A scene from Movements
THE MOVEMENTS Dance Company of Jamaica presented 'The Journey Continues ...', their 24th anniversary season of dance at the Little Theatre on Tom Redcam Avenue last weekend, with a gala performance on Thursday night.
The seven dances presented on Thursday night suggested interesting concepts in choreography but were essentially uninspiring.
Of the dances presented 'Amor en Tres Tiempos', choreographed by Arturo Castillo, 'Semicolon', choreographed by Patrick Johnson, and 'Baraka', choreographed by Monica Campbell, came closest to their intentions.
'Baraka', Thursday night's closing dance, is a work celebrating life and uses modern techniques with a hint of folk and gospel. It was mostly successful through the use of numerous roving spotlights and the fog machine which helped to fix the dance in an ethereal grace and greatly accented the dancers' white, feathery costumes. Additionally, the dancers have to be given kudos for not flinching when the sound system developed problems.
DANCERS WEAK
'Amor en Tres Tiempos' had the potential to be quite an exciting dance but suffered under Movements' weakest element - the dancers. The piece showed love from two different generations: the first taken in the middle of the last century and the second from the contemporary era. The first movement, therefore, detailed courtship in a more 'innocent' era, when the emphasis was on flirtation and dalliance. The second movement was far more fiery in comparison, and featured more daring moves for the second couple.
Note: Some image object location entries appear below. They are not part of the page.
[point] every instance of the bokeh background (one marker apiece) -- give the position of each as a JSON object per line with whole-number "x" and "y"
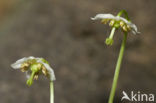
{"x": 61, "y": 31}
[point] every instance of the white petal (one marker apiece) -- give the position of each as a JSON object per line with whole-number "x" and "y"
{"x": 103, "y": 16}
{"x": 117, "y": 18}
{"x": 18, "y": 63}
{"x": 28, "y": 74}
{"x": 49, "y": 69}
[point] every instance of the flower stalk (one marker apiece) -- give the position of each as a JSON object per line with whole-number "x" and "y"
{"x": 117, "y": 69}
{"x": 119, "y": 61}
{"x": 51, "y": 92}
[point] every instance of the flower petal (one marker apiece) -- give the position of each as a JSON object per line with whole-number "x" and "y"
{"x": 49, "y": 69}
{"x": 117, "y": 18}
{"x": 18, "y": 63}
{"x": 103, "y": 16}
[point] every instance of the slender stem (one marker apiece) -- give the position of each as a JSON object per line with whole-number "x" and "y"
{"x": 51, "y": 92}
{"x": 112, "y": 33}
{"x": 117, "y": 70}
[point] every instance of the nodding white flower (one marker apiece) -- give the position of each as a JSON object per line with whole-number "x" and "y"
{"x": 35, "y": 66}
{"x": 120, "y": 21}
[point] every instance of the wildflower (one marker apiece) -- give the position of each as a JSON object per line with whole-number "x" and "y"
{"x": 33, "y": 67}
{"x": 117, "y": 21}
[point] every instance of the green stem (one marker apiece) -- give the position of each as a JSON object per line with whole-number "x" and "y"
{"x": 112, "y": 33}
{"x": 30, "y": 80}
{"x": 125, "y": 13}
{"x": 51, "y": 92}
{"x": 117, "y": 70}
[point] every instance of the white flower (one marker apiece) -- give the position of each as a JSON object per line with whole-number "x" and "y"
{"x": 19, "y": 63}
{"x": 129, "y": 25}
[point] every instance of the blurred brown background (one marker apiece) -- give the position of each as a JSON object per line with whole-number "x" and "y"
{"x": 61, "y": 31}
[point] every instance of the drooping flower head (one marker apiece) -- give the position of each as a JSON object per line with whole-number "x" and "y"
{"x": 33, "y": 67}
{"x": 116, "y": 21}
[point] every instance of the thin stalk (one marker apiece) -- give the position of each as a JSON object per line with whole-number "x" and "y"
{"x": 112, "y": 33}
{"x": 51, "y": 92}
{"x": 117, "y": 69}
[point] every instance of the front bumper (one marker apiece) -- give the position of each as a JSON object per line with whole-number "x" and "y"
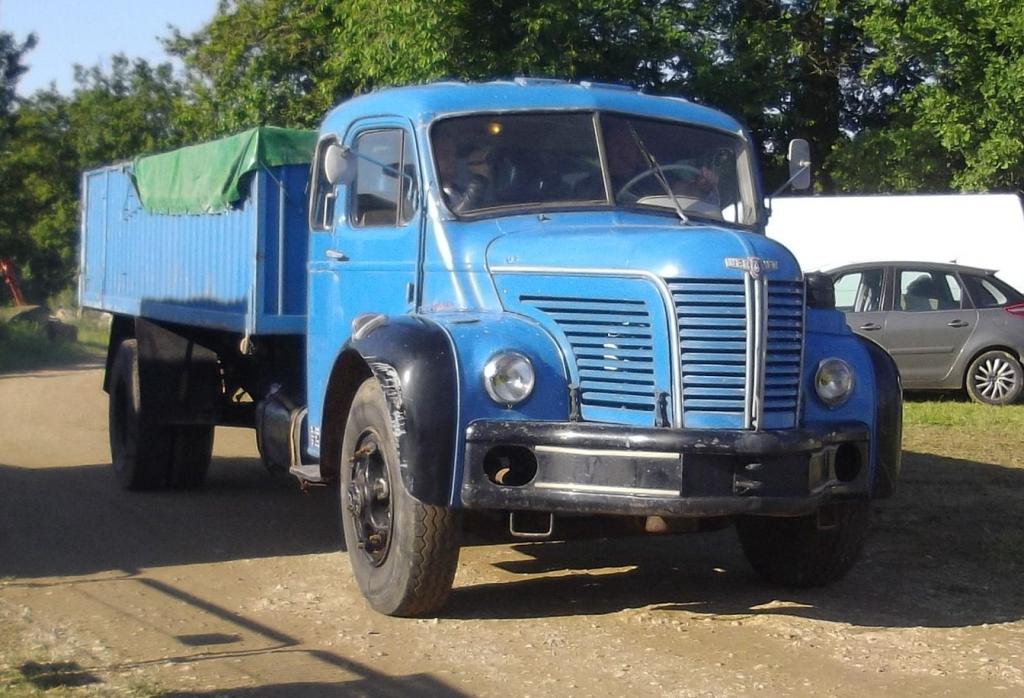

Alas, the dancing lacked that almost indescribable element that takes dance from being a craft to being an art. It is the element that shows the audience that dance is far more than the movement of the limbs, as the dancer moves with his or her entire being. Leesa Kow was one of the few dancers in the troupe who exhibited this element and it greatly helped in making 'Semicolon' a more enjoyable piece.
AMBITIOUS ATTEMPTS
Dancing aside, the choreography and what it attempted to translate was quite ambitious. Campbell's 'Desert Heart' and Michael Holgate's 'Doorways' were two of these pieces. 'Desert Heart' featured four movements representing different stages from groping desperation, to the finding of knowledge and finally fulfilment. Each of the first three movements featured a different male dancer, first Arturo Catillo, then Lazaro Caballero and finally Patrick Johnson, representing the persona's search for fulfilment.
'Doorways' was a take on the movement from this life to the next. Though interestingly conceived, its complete meaning was not adequately translated which could have resulted from inadequacies from both the dancers and the choreographers. Neila Ebanks' 'Cardo Valore' and Maz Luna III's 'Rendering' completed the night's offering.
The result was that the night featured dances which were concep-tually interesting but largely flawed and uninspiring in execution.